Monday, May 14, 2007

Two Types of Chumros

R. Moshe Chaim Luzzatto discusses chumros, stringencies in Jewish law, twice in his book Mesillas Yesharim in very different contexts: in chapter 4, while discussing the ways of acquiring the trait of zehirus (watchfulness), the first and lowest of the traits discussed in the book; and in chapter 14, while describing the different aspects of the trait of perishus (asceticism). The question is why R. Luzzatto discusses the same topic as being part of two very different religious traits.

I believe that the answer is that there are two types of chumrah:

1. Behaving strictly when one is unsure what the law is.
2. Following minority opinions that are stricter than the established law.

Part of the trait of zehirus is to be strict when one is unsure either of what the conclusion is of a legal discussion or how to apply the law in a particular case.
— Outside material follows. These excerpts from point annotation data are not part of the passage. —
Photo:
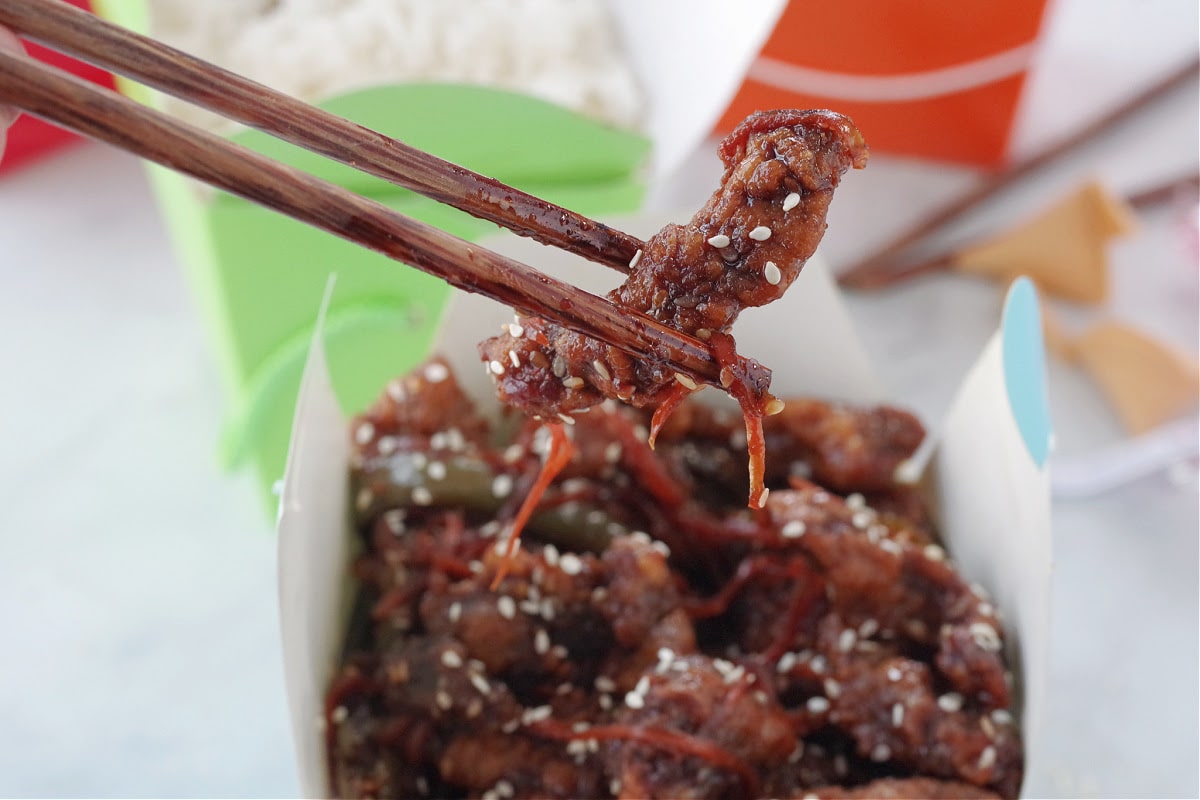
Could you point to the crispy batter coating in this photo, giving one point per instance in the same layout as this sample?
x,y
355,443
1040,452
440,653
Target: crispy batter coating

But if one knows that halakhah permits an act, even if there is a debate about it but a definitive pesak has been given to you, then even someone who has mastered the trait of zehirus may perform it.

Perishus is going beyond the law. One refrains from something that is technically permitted due to perishus, asceticism. Even though a legal debate has been concluded in favor of permitting this act, an ascetic (a parush) may choose to be strict for a minority opinion.

I think it should be clear from the Mesillas Yesharim that this latter attitude should not be dismissed or frowned upon. However, it is a form of asceticism and should, presumably, be accompanied with the other forms of asceticism mentioned in the same chapter.